搭乗機の墜落は、ロシアで武装反乱を起こしたことに対する「公開処刑」の結果なのか。

 欧米からは治安当局の関与を疑う声が上がる。政権に反旗を翻した者への襲撃に当局が関わったとしたら信じ難い。墜落原因はしっかりと究明されるべきだ。

 ロシア非常事態省は、小型ジェット機がモスクワ北西のトベリ州内で墜落、乗客乗員10人全員が死亡したとみられると発表した。

 航空当局は、6月に反乱を起こした民間軍事会社ワグネルの創設者プリゴジン氏の名前が搭乗名簿にあると明らかにした。

 ワグネルに関係する通信アプリには、遺体が確認されたとの投稿があった。「ロシアの裏切り者による行為の犠牲になった」とし、情報機関の関与を示唆した。

 墜落について、連邦捜査委員会は安全規則違反の疑いで捜査していると発表した。ただ、当局が関与していたとすれば、どこまで真相に迫れるかは甚だ疑問だ。

 米紙は暗殺計画の結果との見方を報じた。米政府は機内に仕掛けられた爆発物が作動した可能性があるとみているという。

 ロシアのプーチン大統領は「家族に哀悼の意を表したい」と述べた。墜落を悲劇と捉えて政権側による粛正との見方を否定、幕引きを図る狙いがあるとみられる。

 だがウクライナのゼレンスキー大統領は「誰が関わっているのか、皆が分かっている」と述べ、プーチン氏が背後にいると主張した。

 バイデン米大統領も「ロシアでプーチン氏が背後にいないことはあまりない」と語った。

 これまでもプーチン氏の政敵への襲撃が相次いでいる。大半は未解決で真相は闇の中だが、明るみに出さねばならない。

 プリゴジン氏が死亡したとみられることで、多額の国家予算と正規軍並みの兵力を持つワグネルの弱体化が決定的となった。

 良好な関係だった航空宇宙軍総司令官も解任され、軍内部の「親ワグネル派」は一掃された。
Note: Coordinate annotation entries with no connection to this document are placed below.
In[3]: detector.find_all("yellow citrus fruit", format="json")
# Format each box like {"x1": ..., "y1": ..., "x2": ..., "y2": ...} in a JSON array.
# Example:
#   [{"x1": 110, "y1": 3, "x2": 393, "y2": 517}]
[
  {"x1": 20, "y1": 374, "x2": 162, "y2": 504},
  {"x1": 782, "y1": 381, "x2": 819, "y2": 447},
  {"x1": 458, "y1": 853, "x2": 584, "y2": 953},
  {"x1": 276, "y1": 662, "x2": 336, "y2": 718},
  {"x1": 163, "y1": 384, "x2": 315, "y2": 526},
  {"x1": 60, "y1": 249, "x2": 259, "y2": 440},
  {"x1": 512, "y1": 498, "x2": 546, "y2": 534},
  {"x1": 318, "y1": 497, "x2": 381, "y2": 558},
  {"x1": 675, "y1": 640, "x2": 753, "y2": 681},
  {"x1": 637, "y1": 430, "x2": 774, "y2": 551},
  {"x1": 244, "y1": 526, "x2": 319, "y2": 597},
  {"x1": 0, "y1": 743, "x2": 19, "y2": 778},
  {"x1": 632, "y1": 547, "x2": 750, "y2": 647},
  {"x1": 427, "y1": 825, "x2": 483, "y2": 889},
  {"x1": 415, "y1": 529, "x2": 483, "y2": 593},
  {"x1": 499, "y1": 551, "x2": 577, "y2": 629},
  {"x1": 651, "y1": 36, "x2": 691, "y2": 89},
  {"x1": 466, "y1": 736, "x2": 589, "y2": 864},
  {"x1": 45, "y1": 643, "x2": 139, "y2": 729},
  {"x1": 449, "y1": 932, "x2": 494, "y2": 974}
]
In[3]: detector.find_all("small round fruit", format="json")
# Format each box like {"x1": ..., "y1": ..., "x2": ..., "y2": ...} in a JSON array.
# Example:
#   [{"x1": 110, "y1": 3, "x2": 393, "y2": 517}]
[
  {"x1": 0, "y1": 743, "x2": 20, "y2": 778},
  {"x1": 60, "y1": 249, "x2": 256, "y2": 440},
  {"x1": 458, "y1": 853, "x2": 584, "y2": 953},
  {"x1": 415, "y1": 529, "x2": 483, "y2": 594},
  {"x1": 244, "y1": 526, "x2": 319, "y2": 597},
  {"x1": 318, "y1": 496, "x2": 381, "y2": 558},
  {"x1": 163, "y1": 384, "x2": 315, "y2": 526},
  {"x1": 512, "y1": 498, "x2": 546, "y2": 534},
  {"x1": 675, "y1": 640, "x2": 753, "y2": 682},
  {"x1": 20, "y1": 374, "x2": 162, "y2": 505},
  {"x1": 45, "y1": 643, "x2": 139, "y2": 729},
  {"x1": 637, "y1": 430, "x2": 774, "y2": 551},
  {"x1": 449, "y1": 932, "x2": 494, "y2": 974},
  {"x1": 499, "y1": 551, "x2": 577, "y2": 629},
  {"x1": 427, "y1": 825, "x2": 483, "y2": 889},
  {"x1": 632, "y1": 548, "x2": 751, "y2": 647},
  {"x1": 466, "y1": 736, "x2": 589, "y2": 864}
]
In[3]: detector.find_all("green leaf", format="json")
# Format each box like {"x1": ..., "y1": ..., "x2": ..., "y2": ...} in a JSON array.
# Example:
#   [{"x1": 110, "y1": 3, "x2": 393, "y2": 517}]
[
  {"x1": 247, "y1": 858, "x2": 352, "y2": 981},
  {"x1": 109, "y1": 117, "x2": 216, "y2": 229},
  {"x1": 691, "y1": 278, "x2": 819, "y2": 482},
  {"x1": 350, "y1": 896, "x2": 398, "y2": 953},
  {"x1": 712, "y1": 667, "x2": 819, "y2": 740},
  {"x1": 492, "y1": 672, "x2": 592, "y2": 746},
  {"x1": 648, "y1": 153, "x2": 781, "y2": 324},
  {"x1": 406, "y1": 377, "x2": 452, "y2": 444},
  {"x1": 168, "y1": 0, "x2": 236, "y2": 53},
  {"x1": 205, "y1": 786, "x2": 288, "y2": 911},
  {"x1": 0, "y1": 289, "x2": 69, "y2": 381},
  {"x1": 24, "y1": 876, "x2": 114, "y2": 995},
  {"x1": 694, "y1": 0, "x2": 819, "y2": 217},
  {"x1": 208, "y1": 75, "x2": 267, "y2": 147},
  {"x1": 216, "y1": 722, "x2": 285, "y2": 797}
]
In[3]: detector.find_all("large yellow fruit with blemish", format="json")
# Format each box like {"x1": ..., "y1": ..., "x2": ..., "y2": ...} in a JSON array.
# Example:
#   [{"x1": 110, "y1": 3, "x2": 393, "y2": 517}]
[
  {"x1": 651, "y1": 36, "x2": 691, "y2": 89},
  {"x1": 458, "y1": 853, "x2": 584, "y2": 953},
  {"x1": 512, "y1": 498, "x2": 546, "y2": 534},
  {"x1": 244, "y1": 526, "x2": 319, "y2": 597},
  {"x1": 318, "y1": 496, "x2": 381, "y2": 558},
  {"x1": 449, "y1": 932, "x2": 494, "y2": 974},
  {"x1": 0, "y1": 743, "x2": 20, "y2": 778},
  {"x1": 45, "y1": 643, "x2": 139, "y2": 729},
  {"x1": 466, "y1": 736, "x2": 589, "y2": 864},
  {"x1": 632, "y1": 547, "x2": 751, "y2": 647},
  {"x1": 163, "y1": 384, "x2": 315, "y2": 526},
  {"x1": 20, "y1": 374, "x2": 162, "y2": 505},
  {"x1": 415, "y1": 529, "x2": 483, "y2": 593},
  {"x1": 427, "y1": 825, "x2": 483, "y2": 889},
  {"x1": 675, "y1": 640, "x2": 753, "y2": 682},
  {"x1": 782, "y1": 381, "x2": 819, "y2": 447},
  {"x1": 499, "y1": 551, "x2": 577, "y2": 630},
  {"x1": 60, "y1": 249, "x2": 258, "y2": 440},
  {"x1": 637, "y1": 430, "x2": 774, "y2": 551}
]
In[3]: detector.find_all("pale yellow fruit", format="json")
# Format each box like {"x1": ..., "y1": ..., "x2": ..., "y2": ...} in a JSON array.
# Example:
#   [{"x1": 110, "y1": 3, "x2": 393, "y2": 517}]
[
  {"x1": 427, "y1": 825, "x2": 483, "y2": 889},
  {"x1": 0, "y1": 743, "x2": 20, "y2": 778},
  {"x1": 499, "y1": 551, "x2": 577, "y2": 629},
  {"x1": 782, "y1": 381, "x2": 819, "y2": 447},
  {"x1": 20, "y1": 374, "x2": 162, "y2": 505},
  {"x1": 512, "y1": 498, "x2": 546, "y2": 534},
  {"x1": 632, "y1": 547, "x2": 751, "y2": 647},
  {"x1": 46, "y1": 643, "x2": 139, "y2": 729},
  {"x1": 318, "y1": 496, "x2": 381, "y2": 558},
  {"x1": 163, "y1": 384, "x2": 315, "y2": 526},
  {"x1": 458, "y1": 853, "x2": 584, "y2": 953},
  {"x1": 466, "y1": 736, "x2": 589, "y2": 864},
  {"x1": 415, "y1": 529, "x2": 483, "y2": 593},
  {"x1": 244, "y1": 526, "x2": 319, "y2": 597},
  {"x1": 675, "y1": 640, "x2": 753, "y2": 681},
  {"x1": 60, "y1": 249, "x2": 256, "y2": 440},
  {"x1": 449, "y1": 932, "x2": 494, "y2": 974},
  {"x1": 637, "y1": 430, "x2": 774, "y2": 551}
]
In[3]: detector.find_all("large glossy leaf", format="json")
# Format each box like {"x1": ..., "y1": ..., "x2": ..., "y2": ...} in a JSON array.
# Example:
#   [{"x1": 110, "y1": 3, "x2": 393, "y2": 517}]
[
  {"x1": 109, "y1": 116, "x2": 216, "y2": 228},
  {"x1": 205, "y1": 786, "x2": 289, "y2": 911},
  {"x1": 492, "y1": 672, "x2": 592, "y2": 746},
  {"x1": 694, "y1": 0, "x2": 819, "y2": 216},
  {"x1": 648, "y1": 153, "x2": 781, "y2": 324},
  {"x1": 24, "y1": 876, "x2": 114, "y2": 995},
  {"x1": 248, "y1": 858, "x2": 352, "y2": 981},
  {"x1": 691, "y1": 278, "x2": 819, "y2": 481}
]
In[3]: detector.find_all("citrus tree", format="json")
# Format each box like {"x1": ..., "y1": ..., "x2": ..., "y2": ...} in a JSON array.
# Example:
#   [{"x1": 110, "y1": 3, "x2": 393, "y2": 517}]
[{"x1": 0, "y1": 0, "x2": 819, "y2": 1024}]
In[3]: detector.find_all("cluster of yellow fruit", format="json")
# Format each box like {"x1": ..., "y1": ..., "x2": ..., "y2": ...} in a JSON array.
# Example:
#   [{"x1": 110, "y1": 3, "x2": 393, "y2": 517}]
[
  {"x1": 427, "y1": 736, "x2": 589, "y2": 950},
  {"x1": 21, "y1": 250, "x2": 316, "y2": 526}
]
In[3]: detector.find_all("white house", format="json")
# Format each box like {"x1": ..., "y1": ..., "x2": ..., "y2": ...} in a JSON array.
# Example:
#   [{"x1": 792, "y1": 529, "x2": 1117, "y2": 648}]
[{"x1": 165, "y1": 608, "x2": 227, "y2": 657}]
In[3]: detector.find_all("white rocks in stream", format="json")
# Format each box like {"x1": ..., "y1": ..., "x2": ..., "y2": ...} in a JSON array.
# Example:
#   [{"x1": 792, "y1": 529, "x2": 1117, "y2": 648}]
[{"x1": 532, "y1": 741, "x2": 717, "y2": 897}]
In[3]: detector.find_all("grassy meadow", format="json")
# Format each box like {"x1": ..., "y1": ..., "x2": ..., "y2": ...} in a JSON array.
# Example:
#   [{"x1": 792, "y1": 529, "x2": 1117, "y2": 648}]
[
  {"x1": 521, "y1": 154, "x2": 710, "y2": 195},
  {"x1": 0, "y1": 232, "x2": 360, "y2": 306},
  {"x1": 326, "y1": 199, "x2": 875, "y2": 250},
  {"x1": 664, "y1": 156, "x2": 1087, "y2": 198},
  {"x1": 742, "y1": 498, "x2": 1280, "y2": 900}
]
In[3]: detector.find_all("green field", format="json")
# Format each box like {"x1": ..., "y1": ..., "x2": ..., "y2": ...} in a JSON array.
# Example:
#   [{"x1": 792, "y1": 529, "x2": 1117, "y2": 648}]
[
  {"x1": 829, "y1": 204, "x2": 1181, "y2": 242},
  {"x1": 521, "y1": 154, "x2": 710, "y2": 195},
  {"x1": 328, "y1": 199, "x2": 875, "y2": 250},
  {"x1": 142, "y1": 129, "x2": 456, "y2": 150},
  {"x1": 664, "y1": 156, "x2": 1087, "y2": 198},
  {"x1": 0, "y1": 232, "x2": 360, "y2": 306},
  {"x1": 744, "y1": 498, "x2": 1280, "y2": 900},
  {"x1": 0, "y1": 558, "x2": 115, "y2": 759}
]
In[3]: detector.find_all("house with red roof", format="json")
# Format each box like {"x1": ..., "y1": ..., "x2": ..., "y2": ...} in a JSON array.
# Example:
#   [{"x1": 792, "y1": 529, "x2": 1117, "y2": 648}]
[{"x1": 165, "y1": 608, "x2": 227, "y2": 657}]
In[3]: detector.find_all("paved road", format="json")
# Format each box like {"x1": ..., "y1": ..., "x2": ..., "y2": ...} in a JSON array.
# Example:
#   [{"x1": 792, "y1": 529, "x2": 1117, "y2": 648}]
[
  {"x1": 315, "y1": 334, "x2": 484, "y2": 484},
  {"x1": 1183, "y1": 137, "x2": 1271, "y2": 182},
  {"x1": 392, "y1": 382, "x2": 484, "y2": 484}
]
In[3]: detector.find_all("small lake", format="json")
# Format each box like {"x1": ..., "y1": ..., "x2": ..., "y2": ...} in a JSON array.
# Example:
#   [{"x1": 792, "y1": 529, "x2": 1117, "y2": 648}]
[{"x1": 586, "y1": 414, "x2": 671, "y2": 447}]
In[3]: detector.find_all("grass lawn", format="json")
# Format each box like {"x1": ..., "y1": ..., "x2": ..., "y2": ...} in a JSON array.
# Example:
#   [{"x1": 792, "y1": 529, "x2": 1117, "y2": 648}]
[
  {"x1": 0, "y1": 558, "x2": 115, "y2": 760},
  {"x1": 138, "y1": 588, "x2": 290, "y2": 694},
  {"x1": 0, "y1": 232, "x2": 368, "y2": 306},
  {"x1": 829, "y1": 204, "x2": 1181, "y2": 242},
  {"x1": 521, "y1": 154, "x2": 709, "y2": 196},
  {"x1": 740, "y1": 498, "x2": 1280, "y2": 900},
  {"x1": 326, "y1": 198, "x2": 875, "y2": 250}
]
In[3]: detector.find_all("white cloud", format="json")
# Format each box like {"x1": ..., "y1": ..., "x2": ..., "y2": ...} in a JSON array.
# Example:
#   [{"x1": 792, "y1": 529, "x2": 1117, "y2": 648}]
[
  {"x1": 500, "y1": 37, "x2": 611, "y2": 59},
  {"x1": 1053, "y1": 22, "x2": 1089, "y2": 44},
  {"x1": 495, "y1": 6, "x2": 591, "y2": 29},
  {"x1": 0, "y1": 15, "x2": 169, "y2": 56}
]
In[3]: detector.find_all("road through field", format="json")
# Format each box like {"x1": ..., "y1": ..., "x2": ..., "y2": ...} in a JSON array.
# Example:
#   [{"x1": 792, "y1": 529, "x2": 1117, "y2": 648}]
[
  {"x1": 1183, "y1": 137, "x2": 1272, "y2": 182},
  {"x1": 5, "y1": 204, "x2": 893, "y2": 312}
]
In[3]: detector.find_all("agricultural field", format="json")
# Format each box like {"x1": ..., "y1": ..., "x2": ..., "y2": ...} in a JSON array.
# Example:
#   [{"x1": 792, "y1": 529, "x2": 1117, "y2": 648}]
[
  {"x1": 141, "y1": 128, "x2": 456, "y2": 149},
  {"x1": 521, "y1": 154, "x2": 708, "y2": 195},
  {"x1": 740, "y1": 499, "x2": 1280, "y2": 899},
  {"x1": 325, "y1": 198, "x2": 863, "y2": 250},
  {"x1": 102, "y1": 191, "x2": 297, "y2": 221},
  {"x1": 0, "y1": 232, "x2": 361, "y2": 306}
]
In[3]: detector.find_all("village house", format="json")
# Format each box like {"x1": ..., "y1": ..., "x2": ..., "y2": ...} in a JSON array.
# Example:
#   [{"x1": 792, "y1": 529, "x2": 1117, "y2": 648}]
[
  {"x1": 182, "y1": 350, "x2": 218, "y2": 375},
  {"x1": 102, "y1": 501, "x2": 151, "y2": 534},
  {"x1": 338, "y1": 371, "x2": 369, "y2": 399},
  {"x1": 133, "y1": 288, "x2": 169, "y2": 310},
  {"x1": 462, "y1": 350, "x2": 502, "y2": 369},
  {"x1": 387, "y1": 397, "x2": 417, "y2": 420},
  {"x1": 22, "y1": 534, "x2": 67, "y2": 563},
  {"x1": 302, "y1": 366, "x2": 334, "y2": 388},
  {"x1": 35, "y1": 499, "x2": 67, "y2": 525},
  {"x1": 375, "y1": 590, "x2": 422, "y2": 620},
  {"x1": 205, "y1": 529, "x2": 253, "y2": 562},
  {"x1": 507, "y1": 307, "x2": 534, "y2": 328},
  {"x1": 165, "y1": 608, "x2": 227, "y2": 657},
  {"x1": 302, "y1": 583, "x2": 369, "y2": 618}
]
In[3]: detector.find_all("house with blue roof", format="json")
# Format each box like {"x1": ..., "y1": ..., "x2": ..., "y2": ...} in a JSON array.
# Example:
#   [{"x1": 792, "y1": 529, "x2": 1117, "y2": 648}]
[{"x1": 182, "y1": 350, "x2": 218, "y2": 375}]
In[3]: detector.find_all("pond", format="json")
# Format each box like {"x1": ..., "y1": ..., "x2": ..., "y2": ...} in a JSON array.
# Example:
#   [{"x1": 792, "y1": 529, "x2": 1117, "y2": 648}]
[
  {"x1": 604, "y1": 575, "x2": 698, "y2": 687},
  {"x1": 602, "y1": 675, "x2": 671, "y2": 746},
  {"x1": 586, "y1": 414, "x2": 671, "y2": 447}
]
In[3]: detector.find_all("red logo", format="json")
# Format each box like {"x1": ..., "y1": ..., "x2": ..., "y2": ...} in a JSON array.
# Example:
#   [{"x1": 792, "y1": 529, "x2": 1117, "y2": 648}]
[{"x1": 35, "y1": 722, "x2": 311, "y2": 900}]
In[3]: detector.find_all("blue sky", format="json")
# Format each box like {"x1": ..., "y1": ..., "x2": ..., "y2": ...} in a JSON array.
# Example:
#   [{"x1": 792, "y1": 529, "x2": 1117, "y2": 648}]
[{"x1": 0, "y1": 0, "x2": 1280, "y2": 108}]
 来年3月に大統領選を控えたプーチン氏にとっては、国内の波乱要因の一つを排除でき、結束が図られた形だといえる。

 ウクライナ侵攻でワグネルを派遣したプリゴジン氏は、対立した国防相と参謀総長の解任を要求して武装反乱を起こした。

 プーチン氏は「裏切り」と非難したが、収束後は大統領府で会談、「免罪」したとみられていた。

 侵攻での貢献を評価し、プリゴジン氏の愛国者としての側面を強調して、自らの基盤を固めたいしたたかさが透ける。

 懸念されるのはワグネルの動向だ。2万人の戦闘員が制御不能な状態で残されたとの見方がある。

 政情不安のアフリカ諸国でかつて民間人を無差別に殺害した疑いが持たれている。国際社会は監視しなければならない。